After analyzing the experimental data, four findings can also be summarized to improve the performance of surgeons: (1) The autonomous movement of endoscope is more suitable for the operation that needs frequent switching of surgical viewpoint, while it does not bring great improvement when the visual field of surgical task is relatively fixed. (2) The manipulation ability of novices for surgical instruments is always lower than that of experts under different control modes, which means that novices need to strengthen this practice in the operation of instruments. (3) The automatic motion mode of endoscope is a challenge for experts due to their prior knowledge, so they need more time to adapt to the new mode. (4) The endoscope does not maintain the optimal surgical vision in the manual operation mode for the novices compared with experts, so the novices need to improve the manipulation ability of the endoscope for the surgical safety.

Conclusions

This paper conducted a quantitative evaluation of surgical skill based on the objective criteria involving surgical instruments and endoscope. An ex vivo neobladder reconstruction was performed by 10 urologists using SCAN framework or manual endoscope control randomly.
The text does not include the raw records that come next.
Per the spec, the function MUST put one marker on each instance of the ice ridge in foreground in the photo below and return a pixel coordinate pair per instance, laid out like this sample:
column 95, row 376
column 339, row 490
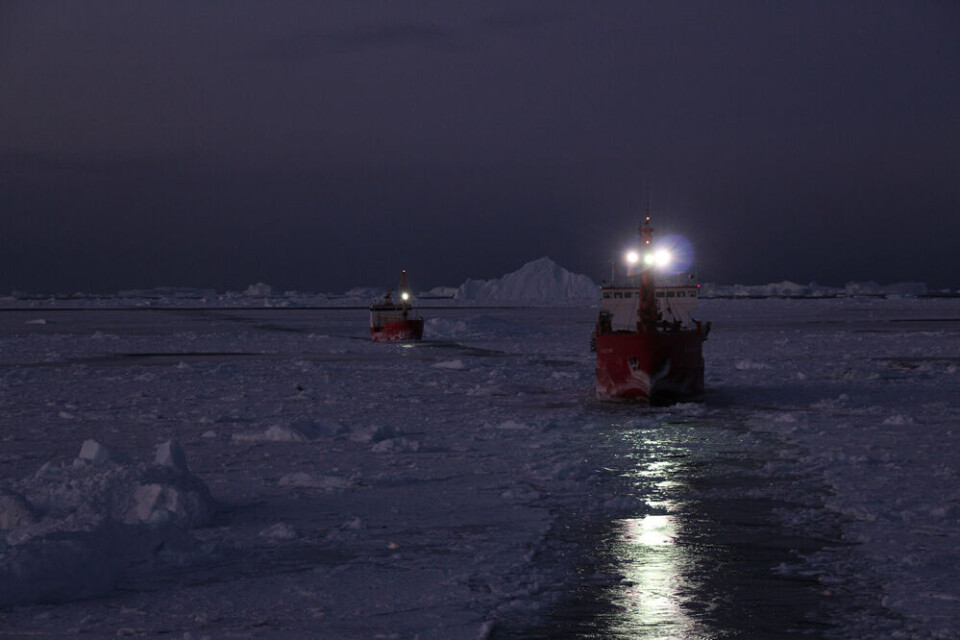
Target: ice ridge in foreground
column 72, row 531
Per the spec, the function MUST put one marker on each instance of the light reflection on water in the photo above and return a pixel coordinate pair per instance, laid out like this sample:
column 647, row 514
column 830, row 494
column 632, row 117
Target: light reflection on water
column 657, row 571
column 654, row 570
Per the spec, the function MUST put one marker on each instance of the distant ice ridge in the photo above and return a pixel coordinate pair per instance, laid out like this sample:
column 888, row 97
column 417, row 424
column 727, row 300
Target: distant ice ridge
column 542, row 280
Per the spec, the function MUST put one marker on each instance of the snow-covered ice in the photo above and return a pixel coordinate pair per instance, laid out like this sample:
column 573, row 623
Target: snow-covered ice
column 188, row 472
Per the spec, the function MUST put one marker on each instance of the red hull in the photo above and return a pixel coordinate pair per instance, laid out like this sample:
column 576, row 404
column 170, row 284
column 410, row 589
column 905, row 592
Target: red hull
column 397, row 330
column 652, row 366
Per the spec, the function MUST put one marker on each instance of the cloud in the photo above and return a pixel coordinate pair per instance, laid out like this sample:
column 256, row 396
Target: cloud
column 520, row 19
column 312, row 44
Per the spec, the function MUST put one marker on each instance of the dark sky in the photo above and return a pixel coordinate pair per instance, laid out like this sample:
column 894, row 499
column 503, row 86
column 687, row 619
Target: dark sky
column 319, row 146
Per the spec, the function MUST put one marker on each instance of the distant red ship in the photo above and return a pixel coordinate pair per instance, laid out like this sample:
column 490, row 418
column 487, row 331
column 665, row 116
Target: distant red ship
column 649, row 348
column 392, row 321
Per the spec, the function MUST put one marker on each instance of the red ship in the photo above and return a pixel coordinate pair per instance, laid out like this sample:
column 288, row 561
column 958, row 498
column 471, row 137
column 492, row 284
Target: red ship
column 649, row 348
column 392, row 321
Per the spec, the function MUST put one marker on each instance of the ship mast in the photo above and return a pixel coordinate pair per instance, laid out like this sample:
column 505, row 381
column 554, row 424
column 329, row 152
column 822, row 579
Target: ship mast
column 647, row 309
column 404, row 294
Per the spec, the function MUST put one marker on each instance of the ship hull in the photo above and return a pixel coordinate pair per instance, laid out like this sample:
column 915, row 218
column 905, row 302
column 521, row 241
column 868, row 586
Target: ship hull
column 649, row 367
column 398, row 330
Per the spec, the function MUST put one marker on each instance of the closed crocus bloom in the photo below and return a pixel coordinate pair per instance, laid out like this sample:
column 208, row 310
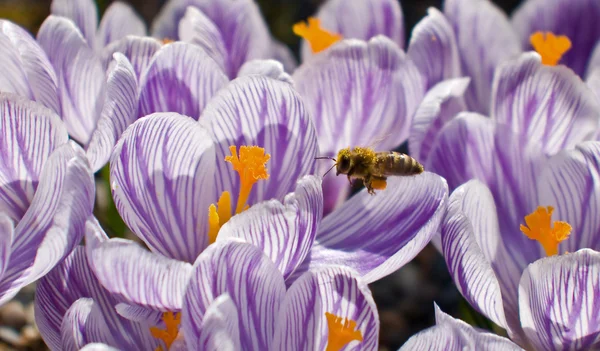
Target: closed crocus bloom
column 46, row 196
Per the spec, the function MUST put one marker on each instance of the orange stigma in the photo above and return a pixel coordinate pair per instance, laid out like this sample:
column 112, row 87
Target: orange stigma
column 318, row 38
column 341, row 332
column 550, row 47
column 171, row 331
column 251, row 167
column 539, row 227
Two different normalized metrics were used to evaluate surgical performance, and it showed promising results for the skill evaluation and provided the practical guidance for surgeons. The evaluation strategy in this paper uses various accessible data in robotic surgery, including videos, robot kinematics, sensor data, etc., and considers the movements of both surgical instruments and the endoscope, which enhances its generalization and potential in other robot assisted surgeries.

One notable point is that the division standard for novices and experts in this paper is under the agreement of an expert, in order to balance the distribution of novices and experts. More factors, such as the learning curve, will be considered in future work to better divide surgeons at different levels. Furthermore, users who repeat the experiments in a limited time may be affected by muscle memory and prior knowledge, which means that the data of usability study may need to be further expanded. More surgical data will be collected to verify the versatility of the proposed approach in the future.